Unquestionably, that’s a tall order. I put in 6-7 hours before writing this review and felt like I had seen most of what it had to offer outside of the aforementioned locked cosmetic and lore items. Arcade pursuits may want to try for a one life run while besting high scores – this is intended to be an arcade-style experience, after all. There doesn’t appear to be online leaderboards though, which seems a missed opportunity to extend replay value.

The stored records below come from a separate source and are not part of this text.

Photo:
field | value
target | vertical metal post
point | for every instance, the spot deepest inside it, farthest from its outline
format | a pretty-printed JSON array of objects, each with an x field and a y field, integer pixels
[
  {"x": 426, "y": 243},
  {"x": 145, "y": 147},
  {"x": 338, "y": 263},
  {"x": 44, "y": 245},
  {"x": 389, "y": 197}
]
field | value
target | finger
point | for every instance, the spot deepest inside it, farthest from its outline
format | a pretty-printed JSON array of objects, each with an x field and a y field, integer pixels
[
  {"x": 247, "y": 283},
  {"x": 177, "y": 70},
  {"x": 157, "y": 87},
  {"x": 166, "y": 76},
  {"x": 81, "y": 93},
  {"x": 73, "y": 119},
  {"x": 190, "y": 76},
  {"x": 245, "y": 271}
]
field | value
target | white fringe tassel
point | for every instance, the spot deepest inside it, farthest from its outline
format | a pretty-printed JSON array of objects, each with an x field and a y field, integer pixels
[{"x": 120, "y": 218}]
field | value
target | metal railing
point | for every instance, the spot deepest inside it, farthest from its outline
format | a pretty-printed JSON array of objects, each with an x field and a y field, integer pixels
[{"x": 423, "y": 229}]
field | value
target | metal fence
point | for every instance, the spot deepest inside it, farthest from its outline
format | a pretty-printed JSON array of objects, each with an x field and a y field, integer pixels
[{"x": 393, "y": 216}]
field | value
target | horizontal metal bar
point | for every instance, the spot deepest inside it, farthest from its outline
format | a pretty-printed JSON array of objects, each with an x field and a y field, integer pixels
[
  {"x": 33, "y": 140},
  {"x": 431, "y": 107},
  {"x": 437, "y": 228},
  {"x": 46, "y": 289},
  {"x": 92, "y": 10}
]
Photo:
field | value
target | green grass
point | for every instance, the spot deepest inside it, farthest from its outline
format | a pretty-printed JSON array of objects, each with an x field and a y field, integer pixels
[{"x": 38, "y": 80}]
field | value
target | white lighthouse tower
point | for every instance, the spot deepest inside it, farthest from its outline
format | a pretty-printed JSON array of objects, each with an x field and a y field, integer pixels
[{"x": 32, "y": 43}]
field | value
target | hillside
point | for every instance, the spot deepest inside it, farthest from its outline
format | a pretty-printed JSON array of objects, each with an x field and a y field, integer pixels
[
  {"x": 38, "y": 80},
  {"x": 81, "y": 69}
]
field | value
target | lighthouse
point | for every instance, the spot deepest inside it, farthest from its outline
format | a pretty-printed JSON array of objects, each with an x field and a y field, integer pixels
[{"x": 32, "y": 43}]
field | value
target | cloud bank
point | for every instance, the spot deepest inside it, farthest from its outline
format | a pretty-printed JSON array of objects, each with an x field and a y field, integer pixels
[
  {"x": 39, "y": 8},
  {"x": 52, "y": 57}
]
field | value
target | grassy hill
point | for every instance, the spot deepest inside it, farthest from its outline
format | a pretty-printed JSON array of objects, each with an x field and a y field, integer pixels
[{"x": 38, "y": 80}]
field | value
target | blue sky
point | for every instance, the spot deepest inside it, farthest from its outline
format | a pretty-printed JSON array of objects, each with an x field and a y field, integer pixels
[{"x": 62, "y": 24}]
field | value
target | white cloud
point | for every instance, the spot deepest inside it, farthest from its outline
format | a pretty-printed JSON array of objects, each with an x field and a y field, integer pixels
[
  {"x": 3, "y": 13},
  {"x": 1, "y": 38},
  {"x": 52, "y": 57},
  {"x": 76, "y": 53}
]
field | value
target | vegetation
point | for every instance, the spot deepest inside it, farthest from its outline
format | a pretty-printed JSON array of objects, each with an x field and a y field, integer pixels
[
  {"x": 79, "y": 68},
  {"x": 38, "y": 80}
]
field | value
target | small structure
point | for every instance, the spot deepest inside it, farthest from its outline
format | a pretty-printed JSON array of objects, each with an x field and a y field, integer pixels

While I found Air Twister’s difficulty fair, getting a little further after every visit to the upgrade map, I imagine dusting yourself off and trying again isn’t everyone’s preferred way to play in this modern age. By the time the credits roll, you’re going to be very familiar with the opening stages. Yet, Air Twister can also be considered a success, scratching that Space Harrier itch while providing a memorable and dreamlike experience. Those weaned on the arcade classics of yore will certainly want to ‘Get Ready’ and soar through its psychedelic skies.

YS Net’s Air Twister is out Nov 10th on all formats. Published by ININ Games. Physical releases are available for Switch and PS5. It first released on Apple Arcade in 2022.